Dans une addition à ce passage des Époques de la nature, Buffon cite les observations de Gensanne, d’Eller, de Dortous de Mairan, relatives à l’élévation de la température dans les mines.

Depuis la fin du xviiie siècle, un très grand nombre d’expériences ont été faites pour établir la quantité dont s’élève la température à mesure que l’on s’enfonce dans le sol, non seulement dans les mines, mais encore dans les puits artésiens, dont quelques-uns atteignent à une grande profondeur et fournissent par suite d’excellents éléments d’étude.

On a d’abord déterminé la profondeur à laquelle les rayons du soleil font sentir leur action calorifique, et l’on sait aussi qu’au delà de 20 à 25 mètres cette action est tout à fait nulle. Des thermomètres placés dans les caves de l’Observatoire de Paris, à une profondeur de 29 mètres, marquent une température de 11°,7 C., tellement constante, que ses variations annuelles elles-mêmes ne sont pas appréciables. « Il est démontré par l’expérience, dit Buffon[1], que la lumière du soleil ne pénètre qu’à six cents pieds à travers l’eau la plus limpide, et que, par conséquent, sa chaleur n’arrive peut-être pas au quart de cette épaisseur, c’est-à-dire à cent cinquante pieds : ainsi toutes les eaux qui sont au-dessous de cette profondeur seraient glacées sans la chaleur intérieure de la terre, qui, seule, peut entretenir leur liquidité. Et de même, il est encore prouvé par l’expérience que la chaleur des rayons solaires ne pénètre pas à quinze ou vingt pieds dans la terre, puisque la glace se conserve à cette profondeur pendant les étés les plus chauds. »

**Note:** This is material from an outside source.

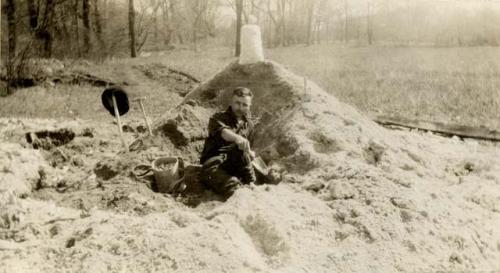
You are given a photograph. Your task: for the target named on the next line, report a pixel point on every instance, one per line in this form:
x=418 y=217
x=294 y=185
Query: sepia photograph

Quand on descend au-dessous du point à température fixe, on voit, au contraire, le thermomètre s’élever d’autant plus que l’on pénètre plus avant dans les entrailles de la terre, sans que les variations de la température extérieure aient sur lui aucune action. On avait cru d’abord que l’élévation était la même,

  1. Époques de la nature, t. II, p. 6.